Release is just around the corner. Here is a new demo by Blakus as well as comprehensive tech demos (100% dry), comparing between mic positions too.

[flash width=800 height=200 loop=false]https://player.soundcloud.com/player.swf?url=http://api.soundcloud.com/playlists/25285886[/flash]


----------



## Generdyn (Mar 2, 2014)

*Re: STORM CHOIR 2: SUSTAINS AND STACCATOS --- new Blakus demo + comprehensive dry tech demos*

This sounds awesome!
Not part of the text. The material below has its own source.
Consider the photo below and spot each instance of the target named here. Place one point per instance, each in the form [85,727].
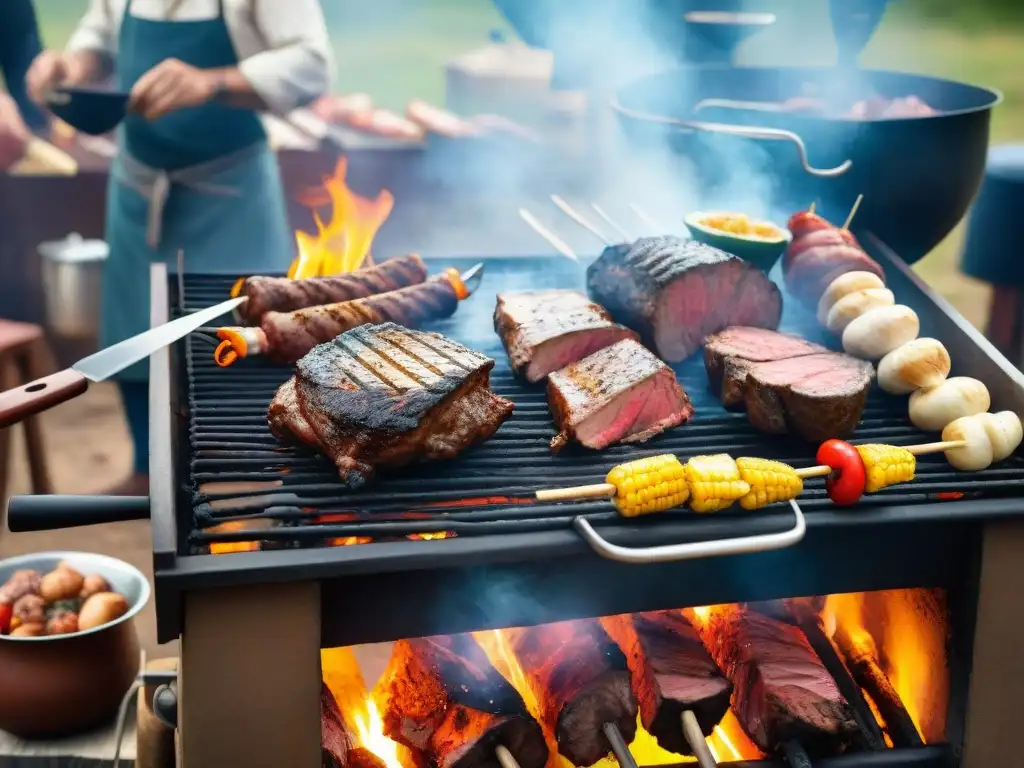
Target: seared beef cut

Choir is so powerful!


----------



## Blakus (Mar 3, 2014)

Having played with the library, I am seriously impressed by it. Both sound and playability are the best I've come across in a choir! Congrats to the team on an amazing achievement! :o


----------



## MA-Simon (Mar 3, 2014)

*Re: STORM CHOIR 2: SUSTAINS AND STACCATOS --- new Blakus demo + comprehensive dry tech demos*

Sounds really nice! :D 
Already set everything up for the big download.


----------



## Stephen Baysted (Mar 3, 2014)

*Re: STORM CHOIR 2: SUSTAINS AND STACCATOS --- new Blakus demo + comprehensive dry tech demos*

Sounding mighty fine. Looking forward to picking this up.


----------



## StrezovSampling (Mar 5, 2014)

*Re: STORM CHOIR 2: SUSTAINS AND STACCATOS --- new Blakus demo + comprehensive dry tech demos*

[flash width=400 height=100 loop=false]http://player.soundcloud.com/player.swf?url=https://soundcloud.com/strezov-sampling/a-trap-by-henri-vartio&amp;show_comments=true&amp;auto_play=false&amp;show_playcount=true&amp;show_artwork=false&amp;color=b99a43[/flash]
https://soundcloud.com/strezov-sampling ... nri-vartio

Henri Vartio composed this great and dynamic action track that features a lot of Storm Choir 2: Sustains and Staccatos. Listen to "A Trap" while we prepare for the initial release! 

Best,
G.


----------



## Vartio (Mar 8, 2014)

*Re: STORM CHOIR 2: SUSTAINS AND STACCATOS --- new demo by Henri Vartio*

Thanks for sharing the demo mate, I really loved writing it, something to note is that the choir performances were all tracked on a single take of sustains for both sections so all the staccato action is actually the sustain attacks merging with the release samples which makes the playing feel super fluid and natural. you can very easily perform different lengths of staccato on just the sustain patch!


----------



## mojamusic (Mar 8, 2014)

*Re: STORM CHOIR 2: SUSTAINS AND STACCATOS --- new Blakus demo + comprehensive dry tech demos*



StrezovSampling @ Wed Mar 05 said:


> https://soundcloud.com/strezov-sampling ... nri-vartio
> 
> Henri Vartio composed this great and dynamic action track that features a lot of Storm Choir 2: Sustains and Staccatos. Listen to "A Trap" while we prepare for the initial release!
> 
> ...



Woozers! Oh my, I am thoroughly impressed by this demo and the sound of the choir.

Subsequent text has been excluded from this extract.